Em Betim, existe um lugar único. Melancólico. Sofrido.
Quando se avista o pequeno lugarejo, tenho a sensação de que estou numa cidadezinha interiorana, miúda em sua extensão, simples nos seus casebres, triste e devagar. O olhar dos seus moradores reflete uma consternação doída. Desmedida.
Já havia algum tempo que eu não ia lá, nas costumeiras tardes dos sábados de meses pares. Um grupo, muito especial, faz o que chamamos de "tarefa assistencial" e percorre as enfermarias e casas com o objetivo de aliviar a dor, a solidão, o desamparo.
Ao chegar no Centro Irmã Scheilla, o grupo se divide em dois: um visita a enfermaria e o outro vai às casas. Desta vez, diferente das outras, escolhi ir aos lares.
O primeiro deles é a casinha verde, em frente ao Centro, que ainda está no reboco, sem laje, coberta por um telhado colonial. Logo na entrada, uma menininha simpática, dos seus 7 anos nos recebe com um olhar curioso e admirado. Ao entrar na casa, me deparo com o Júnior - um menino de 15 anos, tomando colheradas de pão sovado no leite, dadas por sua mãe. Sua mãe não tem mais que 36 anos.
O Júnior tem
paralisia cerebral. A mãe do Júnior tem
aids. Sua avó tem
hanseníase. Eu fiquei fascinada pelo olhar do Júnior. Ele tem rosto de anjo. Cabelos negros, tão pretos como os seus olhos. E uma inquietação que pedia afago, carinho.
Coloquei minhas mãos sobre suas costas e comecei a conversar com ele. Eu queria muito que ele me entendesse. Era como se eu quisesse me escutar.
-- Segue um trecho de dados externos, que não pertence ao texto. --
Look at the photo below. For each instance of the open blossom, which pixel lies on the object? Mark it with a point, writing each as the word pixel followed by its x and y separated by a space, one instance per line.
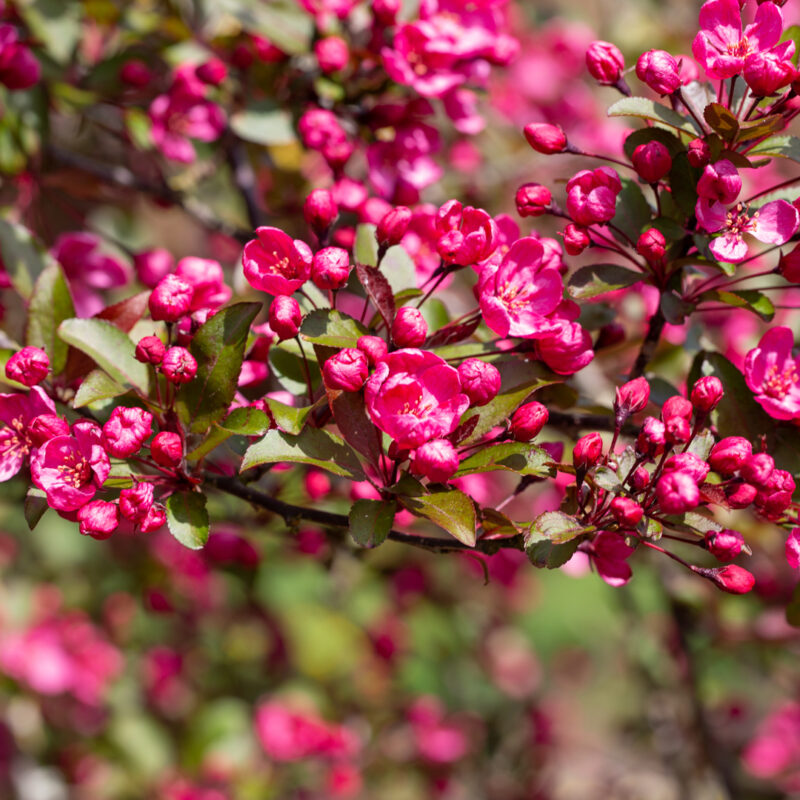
pixel 773 223
pixel 415 396
pixel 70 469
pixel 517 295
pixel 772 374
pixel 723 48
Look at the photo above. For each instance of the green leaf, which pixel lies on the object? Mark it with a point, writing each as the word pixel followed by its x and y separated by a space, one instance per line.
pixel 218 347
pixel 522 458
pixel 331 329
pixel 599 279
pixel 22 256
pixel 187 518
pixel 371 521
pixel 97 385
pixel 649 109
pixel 264 122
pixel 50 305
pixel 314 446
pixel 451 510
pixel 110 348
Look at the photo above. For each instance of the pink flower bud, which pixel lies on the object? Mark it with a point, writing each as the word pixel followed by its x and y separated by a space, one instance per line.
pixel 153 265
pixel 652 245
pixel 171 299
pixel 587 451
pixel 179 365
pixel 528 420
pixel 724 545
pixel 347 370
pixel 285 316
pixel 652 161
pixel 126 430
pixel 29 366
pixel 626 512
pixel 332 53
pixel 150 350
pixel 706 394
pixel 393 226
pixel 659 70
pixel 98 519
pixel 436 460
pixel 720 181
pixel 546 139
pixel 728 455
pixel 409 328
pixel 330 268
pixel 576 239
pixel 479 381
pixel 677 493
pixel 320 211
pixel 46 427
pixel 757 469
pixel 373 347
pixel 533 200
pixel 166 449
pixel 605 62
pixel 135 503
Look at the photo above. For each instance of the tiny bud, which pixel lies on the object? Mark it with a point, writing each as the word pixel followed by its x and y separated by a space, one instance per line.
pixel 179 365
pixel 546 139
pixel 409 328
pixel 330 268
pixel 166 449
pixel 479 381
pixel 652 161
pixel 373 347
pixel 150 350
pixel 171 299
pixel 605 62
pixel 533 200
pixel 436 460
pixel 285 316
pixel 347 370
pixel 393 226
pixel 528 420
pixel 29 366
pixel 706 394
pixel 652 245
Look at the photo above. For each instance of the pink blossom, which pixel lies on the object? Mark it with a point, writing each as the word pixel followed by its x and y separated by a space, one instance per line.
pixel 771 372
pixel 518 295
pixel 773 223
pixel 415 396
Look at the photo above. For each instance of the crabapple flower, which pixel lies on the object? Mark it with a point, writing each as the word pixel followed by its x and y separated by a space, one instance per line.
pixel 70 469
pixel 772 373
pixel 415 396
pixel 275 263
pixel 517 296
pixel 773 223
Ou escutá-lo. Entender. Compreender.
Não consegui conter minhas lágrimas. Abracei a mãe do Júnior e chorei feito criança. Fiquei envergonhada com meus problemas, que são tão pequenos, tão medíocres, tão sem sentido.
Depois da casinha verde, veio a casa amarela-suja, a casa azul-desbotada, a casa-rosa da Dona Cecília e mais algumas outras.
Tantas casas. Tanto sofrimento. Tanta dor. Mas, todas elas, todas essas casas tinham uma coisa impressionamentemente comum: A fé em Deus. A aceitação resoluta da sua condição.
Sem palavras para encerrar o texto.
...
A Colônia Santa Izabel foi construída com a finalidade de abrigar os enfermos de hanseníase em regime de confinamento obrigatório, seguindo a política sanitarista adotada pelo país na década de XX.
Seu projeto arquitetônico era semelhante a de uma pequena cidade e foi construída para ser o segundo maior centro de tratamento de hanseníase (conhecida popularmente como lepra) no país.
Hoje, a Colônia além das enfermarias, tem ao seu redor moradores portadores da hanseníase.